Flüchtlingshilfe nimmt großen Raum ein

Seit 1975 Regionalgruppe von „terre des hommes“ – Fahrradmärkte motivieren und finanzieren Arbeit

Seit vielen Jahren engagiert: Waltraud Müßig (links) und Astrid Motz auf dem Fahrradmarkt von „terre des hommes“. Foto: Jung

Sich für Kinder starkzumachen, sie aus der Not zu retten und ihnen zu einer besseren Zukunft zu verhelfen: Das hat sich „terre des hommes“ auf die Fahne geschrieben. 2017 blickt die deutsche Organisation auf 50 Jahre erfolgreiche Arbeit zurück. Auch die Kaiserslauterer Gruppe engagiert sich bereits seit 1975. Mit Unterstützung auf vielen Gebieten und unterschiedlichen Aktionen – wie den zwei jährlichen Fahrradmärkten, deren Erlös Hilfsprojekten zugutekommt.
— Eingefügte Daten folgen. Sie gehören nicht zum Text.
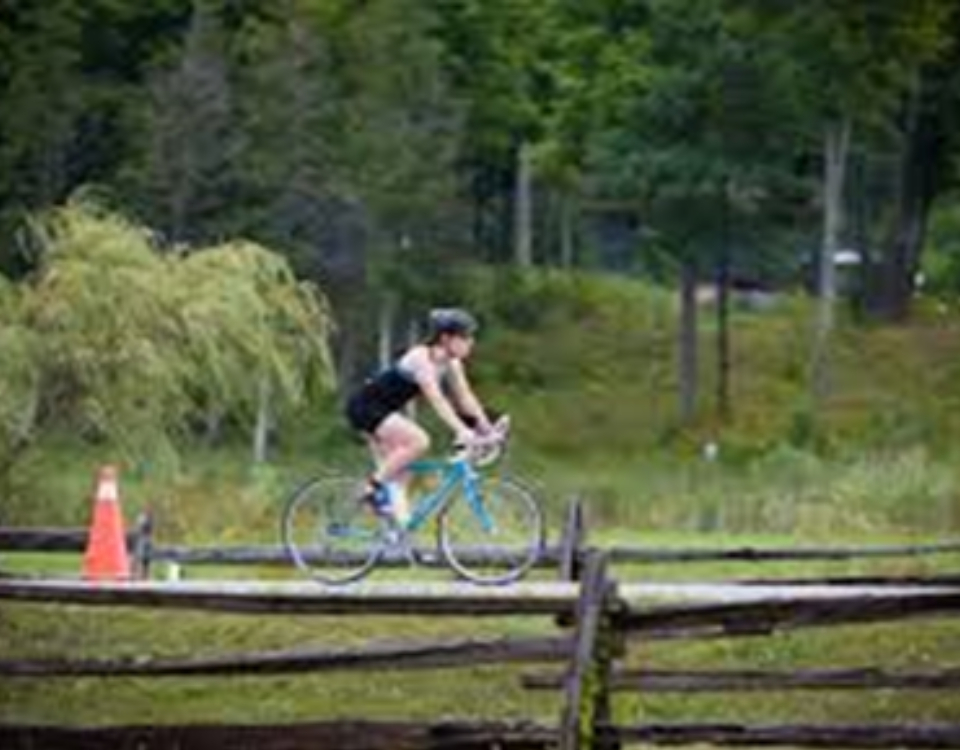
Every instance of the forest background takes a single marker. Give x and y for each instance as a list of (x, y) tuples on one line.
[(715, 247)]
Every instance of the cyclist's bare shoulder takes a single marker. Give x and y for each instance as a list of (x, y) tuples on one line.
[(418, 362)]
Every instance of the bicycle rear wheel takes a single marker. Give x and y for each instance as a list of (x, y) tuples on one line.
[(497, 539), (329, 533)]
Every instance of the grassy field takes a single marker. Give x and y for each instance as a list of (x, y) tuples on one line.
[(487, 692), (587, 367)]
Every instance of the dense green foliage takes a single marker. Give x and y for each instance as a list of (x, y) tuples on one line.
[(116, 338)]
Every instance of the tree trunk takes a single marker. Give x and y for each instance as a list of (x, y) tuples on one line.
[(723, 314), (385, 331), (523, 209), (568, 213), (836, 147), (922, 153), (688, 342), (261, 432)]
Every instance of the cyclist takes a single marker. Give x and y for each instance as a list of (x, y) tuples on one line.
[(431, 369)]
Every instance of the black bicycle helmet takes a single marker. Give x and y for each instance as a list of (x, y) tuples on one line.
[(451, 320)]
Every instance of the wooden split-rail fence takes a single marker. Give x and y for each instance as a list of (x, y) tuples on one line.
[(599, 618)]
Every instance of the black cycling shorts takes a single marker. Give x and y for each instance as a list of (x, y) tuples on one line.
[(366, 414)]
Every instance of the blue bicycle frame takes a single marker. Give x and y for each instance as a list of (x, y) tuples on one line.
[(456, 471)]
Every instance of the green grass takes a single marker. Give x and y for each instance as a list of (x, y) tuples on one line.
[(30, 630)]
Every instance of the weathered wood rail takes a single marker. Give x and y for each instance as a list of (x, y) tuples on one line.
[(604, 614), (565, 554)]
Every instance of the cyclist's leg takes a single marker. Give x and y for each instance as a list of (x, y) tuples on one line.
[(396, 443)]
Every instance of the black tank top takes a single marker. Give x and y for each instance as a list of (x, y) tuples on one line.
[(392, 388)]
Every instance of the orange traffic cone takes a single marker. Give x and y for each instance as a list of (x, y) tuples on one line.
[(106, 557)]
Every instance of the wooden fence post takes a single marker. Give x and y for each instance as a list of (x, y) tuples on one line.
[(143, 545), (572, 541), (587, 683)]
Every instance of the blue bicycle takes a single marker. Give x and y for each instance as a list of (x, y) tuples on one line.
[(489, 528)]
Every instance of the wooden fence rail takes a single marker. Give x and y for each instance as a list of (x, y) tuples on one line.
[(566, 555)]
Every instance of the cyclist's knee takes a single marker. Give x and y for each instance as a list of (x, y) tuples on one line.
[(420, 442)]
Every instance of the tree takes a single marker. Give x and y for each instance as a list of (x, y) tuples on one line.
[(851, 63), (117, 339), (701, 141), (193, 140)]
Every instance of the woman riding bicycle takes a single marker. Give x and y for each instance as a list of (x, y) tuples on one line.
[(427, 369)]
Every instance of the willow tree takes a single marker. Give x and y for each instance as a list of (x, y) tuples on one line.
[(127, 342)]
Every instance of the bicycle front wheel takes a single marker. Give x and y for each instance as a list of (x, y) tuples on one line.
[(494, 535), (329, 533)]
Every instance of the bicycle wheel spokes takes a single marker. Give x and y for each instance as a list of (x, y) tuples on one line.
[(495, 540), (329, 533)]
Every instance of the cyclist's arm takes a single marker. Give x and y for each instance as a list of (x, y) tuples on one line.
[(464, 396), (425, 373)]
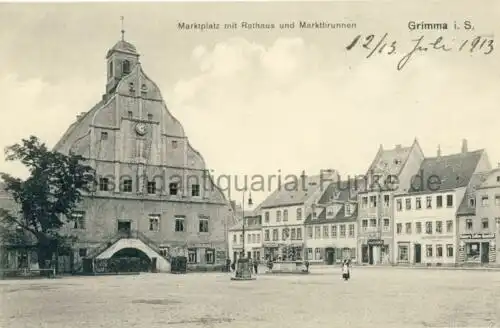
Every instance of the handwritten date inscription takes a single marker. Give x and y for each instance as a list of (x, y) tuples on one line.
[(383, 45)]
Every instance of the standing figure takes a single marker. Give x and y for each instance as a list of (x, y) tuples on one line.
[(345, 270)]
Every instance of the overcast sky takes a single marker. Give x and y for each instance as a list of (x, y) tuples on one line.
[(263, 101)]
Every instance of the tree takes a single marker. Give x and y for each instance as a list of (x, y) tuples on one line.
[(47, 199)]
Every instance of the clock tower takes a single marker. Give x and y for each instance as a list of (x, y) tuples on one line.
[(121, 59)]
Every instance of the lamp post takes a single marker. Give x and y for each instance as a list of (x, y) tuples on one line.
[(243, 269)]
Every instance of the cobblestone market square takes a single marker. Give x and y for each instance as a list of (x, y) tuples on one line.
[(374, 297)]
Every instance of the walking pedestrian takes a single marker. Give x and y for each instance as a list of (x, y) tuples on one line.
[(345, 270)]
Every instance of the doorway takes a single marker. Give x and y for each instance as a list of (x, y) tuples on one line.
[(330, 256), (124, 227), (370, 254), (418, 253), (485, 253)]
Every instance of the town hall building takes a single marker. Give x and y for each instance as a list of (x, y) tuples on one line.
[(152, 191)]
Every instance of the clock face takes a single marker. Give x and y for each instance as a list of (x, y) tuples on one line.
[(140, 128)]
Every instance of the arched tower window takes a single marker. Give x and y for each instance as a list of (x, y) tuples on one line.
[(110, 74), (126, 67)]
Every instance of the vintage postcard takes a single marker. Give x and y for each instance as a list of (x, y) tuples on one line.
[(250, 164)]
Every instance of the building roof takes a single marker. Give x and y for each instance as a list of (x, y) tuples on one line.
[(340, 191), (389, 161), (339, 217), (445, 172), (295, 192), (476, 181), (123, 46)]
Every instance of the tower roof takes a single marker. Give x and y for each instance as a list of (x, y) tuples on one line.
[(123, 47)]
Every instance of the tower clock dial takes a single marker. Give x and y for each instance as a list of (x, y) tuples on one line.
[(140, 128)]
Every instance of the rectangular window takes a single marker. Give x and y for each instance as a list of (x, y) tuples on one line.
[(275, 235), (386, 201), (485, 223), (151, 187), (449, 250), (192, 256), (103, 184), (468, 224), (428, 227), (449, 200), (127, 185), (439, 250), (317, 232), (439, 201), (449, 226), (342, 231), (439, 226), (326, 232), (203, 224), (364, 202), (428, 202), (408, 228), (173, 188), (195, 190), (418, 227), (210, 256), (78, 220), (428, 250), (386, 225), (334, 231), (179, 224), (154, 222)]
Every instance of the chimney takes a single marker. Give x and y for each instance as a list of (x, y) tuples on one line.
[(464, 146)]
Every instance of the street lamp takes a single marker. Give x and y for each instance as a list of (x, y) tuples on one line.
[(243, 266)]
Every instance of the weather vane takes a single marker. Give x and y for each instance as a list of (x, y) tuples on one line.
[(123, 30)]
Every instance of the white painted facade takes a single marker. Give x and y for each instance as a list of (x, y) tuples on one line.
[(428, 220)]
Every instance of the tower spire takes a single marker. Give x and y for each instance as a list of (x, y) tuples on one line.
[(123, 30)]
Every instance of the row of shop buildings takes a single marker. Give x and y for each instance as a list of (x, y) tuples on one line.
[(407, 209)]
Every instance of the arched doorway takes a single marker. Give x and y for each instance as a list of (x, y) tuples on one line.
[(130, 260)]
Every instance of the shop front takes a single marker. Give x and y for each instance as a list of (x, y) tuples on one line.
[(477, 248), (375, 251)]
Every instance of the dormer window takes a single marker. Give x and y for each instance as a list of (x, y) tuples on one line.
[(126, 67), (472, 202)]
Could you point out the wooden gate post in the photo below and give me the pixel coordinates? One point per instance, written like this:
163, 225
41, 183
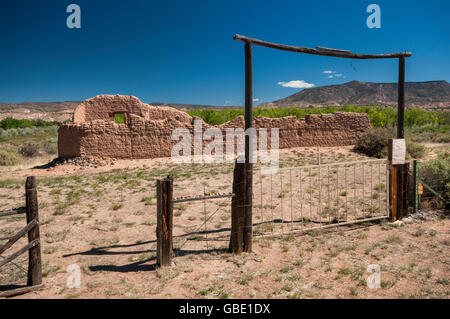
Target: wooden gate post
34, 259
398, 191
164, 223
238, 208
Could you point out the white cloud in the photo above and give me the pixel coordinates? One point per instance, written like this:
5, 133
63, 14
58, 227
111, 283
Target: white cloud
297, 84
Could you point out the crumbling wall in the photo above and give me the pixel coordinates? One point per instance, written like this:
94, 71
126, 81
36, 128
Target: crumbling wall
147, 130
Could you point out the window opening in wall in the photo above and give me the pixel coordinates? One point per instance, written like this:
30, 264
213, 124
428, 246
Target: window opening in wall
119, 118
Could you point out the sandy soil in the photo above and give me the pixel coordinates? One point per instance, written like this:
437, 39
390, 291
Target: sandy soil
103, 219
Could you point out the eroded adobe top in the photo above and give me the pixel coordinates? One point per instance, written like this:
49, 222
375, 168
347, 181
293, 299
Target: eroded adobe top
104, 107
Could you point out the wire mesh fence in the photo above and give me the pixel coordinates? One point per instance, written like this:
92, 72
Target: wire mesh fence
202, 222
295, 199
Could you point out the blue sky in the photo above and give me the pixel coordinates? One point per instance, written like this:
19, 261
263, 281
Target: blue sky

Kaum hat der Fahrradmarkt am 6. Mai seine Türen geöffnet, strömen die Leute herbei. Jahr für Jahr ist er ein Anziehungspunkt. Die einen kommen, um ihr zweirädriges Gefährt an den Mann zu bringen, andere in der Hoffnung, ein Rad zu erstehen und dabei noch ein Schnäppchen zu machen. Für beide Seiten führt kein Weg an Waltraud Müßig und Astrid Motz vorbei. Bei den beiden Mitgliedern der Kaiserslauterer Gruppe laufen an diesem Morgen die Fäden von Verkäufern und Käufern zusammen. „Wir registrieren die angebotenen Räder und wickeln den Verkauf ab.“ Doch zuvor nehmen Mitarbeiter des ADFC und des Velo-Projekts die Drahtesel unter die Lupe. Denn nur wenn sie der Verkehrssicherheit entsprechen, gelangen sie in den Verkauf.

Kommt der Handel zustande, spenden Käufer und Verkäufer zehn Prozent des Verkaufspreises für Projekte des Kinderhilfswerks. Der Erlös, den die Aktion in die Kasse spült, kann sich sehen lassen. „Neun Zubehörteile und 111 Räder waren im Angebot, davon wurden 70 verkauft. Das hat uns 1348 Euro eingebracht, dazu noch 22 Euro an Spenden. Das ist ein Rekordergebnis“, sagt Waltraud Müßig.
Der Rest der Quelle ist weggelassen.